10. Eiser stelt verder dat door het nemen van de informatiebeschikking sprake is van een schending van het zorgvuldigheidsbeginsel omdat in de informatiebeschikking onder meer niet is opgenomen welke BV het betreft, met betrekking tot welk jaar de bankafschriften overgelegd moeten worden en wat het belang is van de gevraagde gegevens. De rechtbank stelt vast dat uit de tekst van de informatiebeschikking (zie 1.8) onmiskenbaar volgt dat deze ziet op de aanslag IB/PVV 2012 en dat daarin tevens voldoende duidelijk is omschreven welke informatie wordt gevraagd en waarom de gevraagde informatie van belang kan zijn. Een beroep op het zorgvuldigheidsbeginsel slaagt naar het oordeel van de rechtbank dan ook niet.
11. Gelet op het hiervoor overwogene in 7 tot en met 10, is de informatiebeschikking, zoals deze bij uitspraak op bezwaar is gehandhaafd, daarom rechtsgeldig.
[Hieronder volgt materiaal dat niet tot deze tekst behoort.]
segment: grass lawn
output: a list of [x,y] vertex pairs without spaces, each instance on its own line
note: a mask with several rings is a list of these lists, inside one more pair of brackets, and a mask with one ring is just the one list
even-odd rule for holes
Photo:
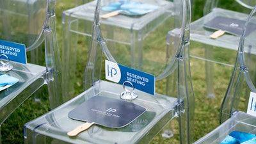
[[[71,1],[71,0],[70,0]],[[196,19],[202,15],[204,0],[193,0],[193,20]],[[59,48],[61,51],[62,40],[62,24],[61,13],[63,10],[74,6],[67,4],[67,1],[59,0],[56,3],[56,28],[58,30],[58,39]],[[230,0],[227,1],[227,3]],[[86,49],[86,47],[84,49]],[[227,50],[223,51],[220,48],[214,48],[214,59],[220,61],[225,61],[232,64],[236,52],[230,52]],[[84,50],[86,51],[86,50]],[[204,54],[204,45],[194,42],[191,42],[191,53]],[[227,58],[227,56],[230,56]],[[229,79],[232,74],[232,67],[219,64],[214,64],[214,89],[216,98],[208,99],[206,97],[205,61],[194,58],[191,58],[191,70],[194,89],[195,100],[195,141],[202,137],[219,125],[219,113],[221,103],[228,86]],[[86,61],[81,61],[82,64]],[[83,70],[81,68],[81,70]],[[77,76],[83,79],[81,74]],[[77,93],[83,90],[81,83],[76,84]],[[38,99],[40,98],[40,100]],[[44,86],[37,93],[32,95],[20,107],[19,107],[6,120],[1,126],[3,143],[24,143],[23,125],[35,118],[49,111],[47,99],[47,86]],[[174,122],[173,132],[175,138],[171,139],[163,138],[161,134],[157,135],[152,141],[152,143],[179,143],[177,134],[178,128],[177,122]]]

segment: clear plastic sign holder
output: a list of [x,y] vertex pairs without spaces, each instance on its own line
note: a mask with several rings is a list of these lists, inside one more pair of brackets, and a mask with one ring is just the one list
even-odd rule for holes
[[0,72],[7,72],[13,68],[13,66],[10,63],[8,57],[4,54],[0,54]]

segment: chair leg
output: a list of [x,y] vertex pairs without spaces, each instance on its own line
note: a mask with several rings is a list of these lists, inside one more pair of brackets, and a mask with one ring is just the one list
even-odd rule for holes
[[[205,45],[205,57],[206,60],[212,60],[213,47]],[[207,97],[210,99],[215,98],[213,84],[213,63],[205,61],[205,79]]]

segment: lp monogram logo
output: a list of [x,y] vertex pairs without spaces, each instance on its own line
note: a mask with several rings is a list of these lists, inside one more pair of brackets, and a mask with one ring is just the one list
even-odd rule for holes
[[106,111],[108,113],[111,113],[111,112],[114,113],[114,112],[116,112],[116,109],[110,108],[108,109]]

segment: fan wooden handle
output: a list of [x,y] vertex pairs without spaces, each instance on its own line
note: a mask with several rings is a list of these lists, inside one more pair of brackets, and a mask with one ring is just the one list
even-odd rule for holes
[[76,136],[79,133],[89,129],[93,124],[94,124],[94,122],[92,122],[92,123],[86,122],[85,124],[80,125],[79,126],[77,127],[76,129],[68,132],[67,133],[67,134],[69,136]]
Het beroep tegen de informatiebeschikking is ongegrond.
12. Nu niet is gesteld of gebleken dat de gevraagde bankafschriften niet meer kunnen worden verstrekt, kan eiser op grond van artikel 27e tweede lid van de AWR alsnog gevolg geven aan zijn verplichtingen uit hoofde van artikel 47 van de AWR. De rechtbank is van oordeel dat een termijn van twaalf weken na het verzenden van de uitspraak een adequate termijn is gelet op het feit dat eiser ter zitting heeft aangegeven dat de bankafschriften bij de bank opgevraagd dienen te worden.
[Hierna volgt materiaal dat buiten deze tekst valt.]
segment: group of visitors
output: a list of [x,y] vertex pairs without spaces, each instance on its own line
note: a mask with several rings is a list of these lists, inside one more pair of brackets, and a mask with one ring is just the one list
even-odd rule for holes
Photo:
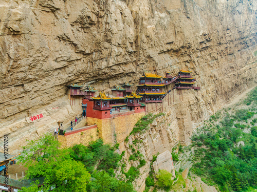
[[[77,124],[77,121],[78,121],[78,116],[76,115],[76,117],[75,118],[75,124]],[[72,123],[72,121],[70,121],[70,131],[73,130]]]
[[160,91],[160,89],[159,88],[140,88],[138,89],[137,91],[138,92],[142,92],[142,91],[155,91],[155,92],[159,92]]
[[[145,98],[145,101],[160,101],[162,99],[161,98],[160,98],[160,97],[157,97],[157,98],[155,98],[155,97],[154,97],[154,98],[149,97],[149,98]],[[143,98],[142,99],[142,100],[144,100]]]
[[54,135],[56,135],[58,133],[59,130],[59,128],[57,128],[54,130]]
13. In de bezwaarfase is verzocht om een vergoeding van de kosten van beroepsmatig verleende rechtsbijstand, omdat deze door de inspecteur in de uitspraak op bezwaar niet is toegekend. Nu in de uitspraak op bezwaar deels tegemoet wordt gekomen aan het bezwaar van eiser en de informatiebeschikking als gevolg daarvan deels is vernietigd (zie 1.9) bestaat naar het oordeel van de rechtbank recht op een kostenvergoeding voor het indienen van het bezwaarschrift. De rechtbank vernietigt daarom de uitspraak op bezwaar voor zover deze ziet op de vergoeding van proceskosten. Het beroep is daarmee in zoverre gegrond.
14. Omdat de rechtbank het beroep gegrond verklaart, dient verweerder het door eiser betaalde griffierecht aan eiser te vergoeden.
15. De rechtbank veroordeelt verweerder in de door eiser gemaakte proceskosten. Deze kosten stelt de rechtbank op grond van het Besluit proceskosten bestuursrecht voor de door een derde beroepsmatig verleende rechtsbijstand vast op € 1.251 (1 punt voor het indienen van het bezwaarschrift met een waarde van € 249, 1 punt voor het indienen van het beroepschrift, 1 punt voor het verschijnen ter zitting met een waarde per punt van € 501 en een wegingsfactor 1). Tevens dient verweerder verletkosten ad € 50 en reiskosten ad € 26,16 aan eiser te vergoeden, zodat de totale proceskostenvergoeding € 1327,16 bedraagt.